The element type and the evidence function are both output parameters. GetElem has a single method, getElem, which takes a collection value, an index value, and evidence that the index is in bounds as arguments, and returns an element:

class GetElem (coll : Type) (idx : Type) (item : outParam Type) (inBounds : outParam (coll → idx → Prop)) where
  getElem : (c : coll) → (i : idx) → inBounds c i → item

In the case of NonEmptyList α, these parameters are:

  • The collection is NonEmptyList α
  • Indices have type Nat
  • The type of elements is α
  • An index is in bounds if it is less than or equal to the length of the tail

In fact, the GetElem instance can delegate directly to NonEmptyList.get:

instance : GetElem (NonEmptyList α) Nat α NonEmptyList.inBounds where
  getElem := NonEmptyList.get

With this instance, NonEmptyList becomes just as convenient to use as List.

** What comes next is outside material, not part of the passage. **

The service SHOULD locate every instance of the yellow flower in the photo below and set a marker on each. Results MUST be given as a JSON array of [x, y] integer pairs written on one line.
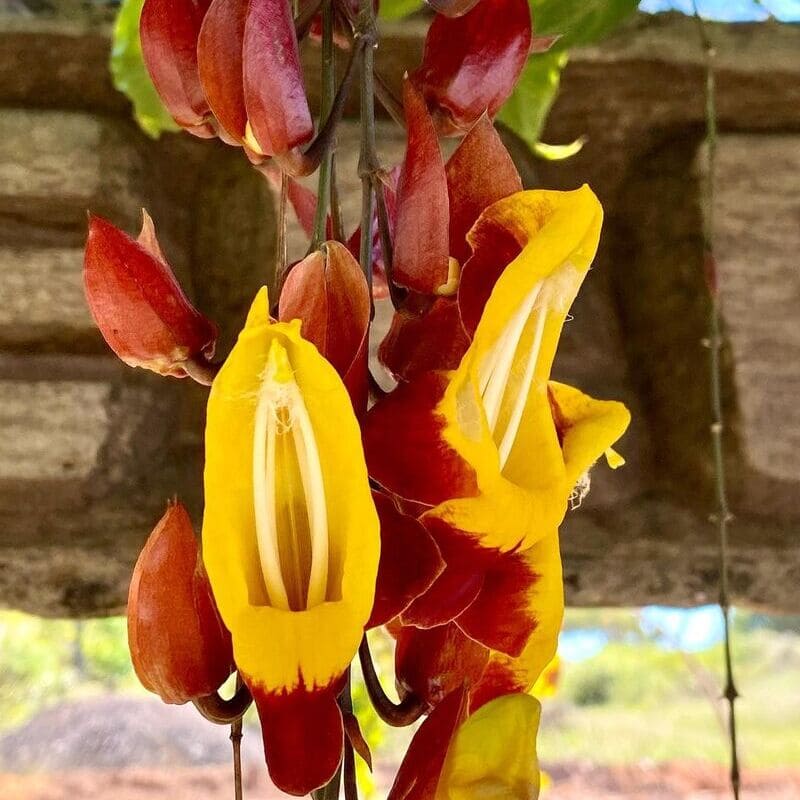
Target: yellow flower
[[290, 538], [493, 754]]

Evaluating idahoSpiders[0] yields "Banded Garden Spider", while idahoSpiders[9] leads to the compile-time error:

failed to prove index is valid, possible solutions:
  - Use `have`-expressions to prove the index is valid
  - Use `a[i]!` notation instead, runtime check is perfomed, and 'Panic' error message is produced if index is not valid
  - Use `a[i]?` notation instead, result is an `Option` type
  - Use `a[i]'h` notation instead, where `h` is a proof that index is valid
⊢ NonEmptyList.inBounds idahoSpiders 9

Because both the collection type and the index type are input parameters to the GetElem type class, new types can be used to index into existing collections. The positive number type Pos is a perfectly reasonable index into a List, with the caveat that it cannot point at the first entry. The follow instance of GetElem allows Pos to be used just as conveniently as Nat to find a list entry:

instance : GetElem (List α) Pos α (fun list n => list.length > n.toNat) where
  getElem (xs : List α) (i : Pos) ok := xs[i.toNat]

Indexing can also make sense for non-numeric indices. For example, Bool can be used to select between the fields in a point, with false corresponding to x and true corresponding to y:

instance : GetElem (PPoint α) Bool α (fun _ _ => True) where
  getElem (p : PPoint α) (i : Bool) _ :=
    if not i then p.x else p.y

In this case, both Booleans are valid indices. Because every possible Bool is in bounds, the evidence is simply the true proposition True.